Using PyPDF2
to read a pdf
file with some line drawings, using code like below
from PyPDF2 import PdfFileReader
with open('temp.pdf','rb') as f:
pdf = PdfFileReader(f)
for page in pdf.pages:
print page['/Contents'].getData()
I see page content that looks like this:
q 0.24 0 0 0.24 0 0 cm
/R7 gs
8.5 w
1 J
1 j
0 0 0 RG
2361 118.961 m
2361 3388.96 l
S
2361 3388.96 m
118 3388.96 l
S
...
To me this looks like PostScript, using aliases for the operators (please correct me if I'm wrong).

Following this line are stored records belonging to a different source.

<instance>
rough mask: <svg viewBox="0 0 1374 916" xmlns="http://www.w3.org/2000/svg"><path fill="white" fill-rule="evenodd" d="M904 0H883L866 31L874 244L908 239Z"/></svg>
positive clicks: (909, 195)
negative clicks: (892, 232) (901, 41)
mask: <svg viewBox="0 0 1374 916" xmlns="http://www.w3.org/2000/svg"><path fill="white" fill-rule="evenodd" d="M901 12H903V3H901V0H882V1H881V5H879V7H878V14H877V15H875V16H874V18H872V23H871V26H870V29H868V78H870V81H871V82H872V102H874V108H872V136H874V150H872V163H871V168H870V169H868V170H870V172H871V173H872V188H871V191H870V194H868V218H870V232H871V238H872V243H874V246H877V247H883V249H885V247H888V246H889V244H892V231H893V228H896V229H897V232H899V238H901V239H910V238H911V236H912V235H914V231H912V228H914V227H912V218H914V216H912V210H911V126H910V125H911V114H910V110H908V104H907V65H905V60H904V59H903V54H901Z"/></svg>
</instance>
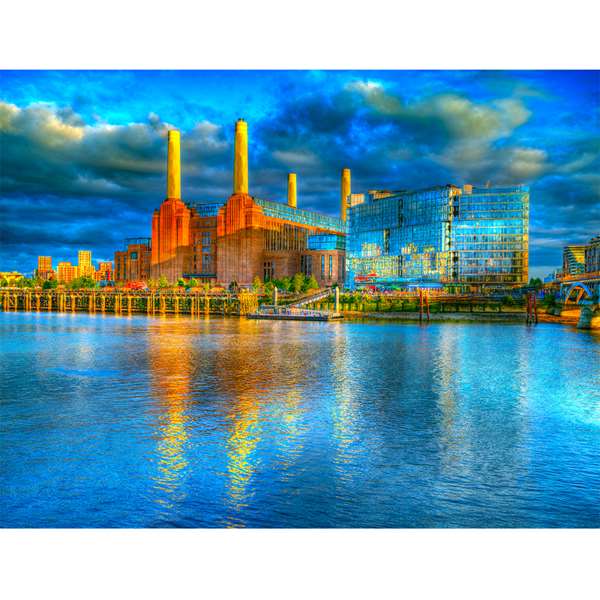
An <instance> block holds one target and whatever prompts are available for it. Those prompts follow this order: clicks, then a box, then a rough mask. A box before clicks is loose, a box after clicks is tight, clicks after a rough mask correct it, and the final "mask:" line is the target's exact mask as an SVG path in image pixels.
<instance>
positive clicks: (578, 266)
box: [563, 244, 585, 275]
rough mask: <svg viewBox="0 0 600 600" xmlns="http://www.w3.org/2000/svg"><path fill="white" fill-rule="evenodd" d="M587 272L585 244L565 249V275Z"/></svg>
mask: <svg viewBox="0 0 600 600" xmlns="http://www.w3.org/2000/svg"><path fill="white" fill-rule="evenodd" d="M584 271H585V244H571V245H569V246H565V247H564V248H563V275H579V274H580V273H583V272H584Z"/></svg>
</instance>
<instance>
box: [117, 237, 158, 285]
mask: <svg viewBox="0 0 600 600" xmlns="http://www.w3.org/2000/svg"><path fill="white" fill-rule="evenodd" d="M125 242H126V249H125V250H122V251H117V252H115V269H114V280H115V281H117V282H126V281H147V280H148V279H150V257H151V250H150V239H149V238H141V239H133V240H125ZM109 264H110V263H109Z"/></svg>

Some of these aliases I believe I can decipher, e.g. m
, l
, and S
look to me like newpath moveto
, lineto
, and stroke
, respectively. However, it would be a great help if I could have a look at the alias definitions (bind def
) which I assume must be present somewhere at the start of the file.
I guess this should not be difficult, if you know how, but I have not been able to find out how to access this postscript header information using PyPDF2
(despite reading the docs and searching the web, including StackOverflow).
Could someone tell me? Or am I on the wrong track entirely?
That doesn't look like PostScript to me, it looks like PDF. Since you are reading a PDF file that's hardly surprising! :-)
Since its not PostScript, it won't have a prolog with definitions of the procedures.
You can find the operator definitions in the PDF Reference Manual which can be found with a Google search. Don't read the ISO specification (which you shouldn't be able to get anyway, since its copyrighted and has to be paid for), read the Adobe specification instead, its easier.
FWIW q is gsave (and Q is grestore) while cm is concat matrix (ie concat). RG is setrgbcolor. w, j and J set entries in the graphics state for linewidth, linecap and linejoin and gs is set an extended graphics state, which doesn't really have a PostScript equivalent.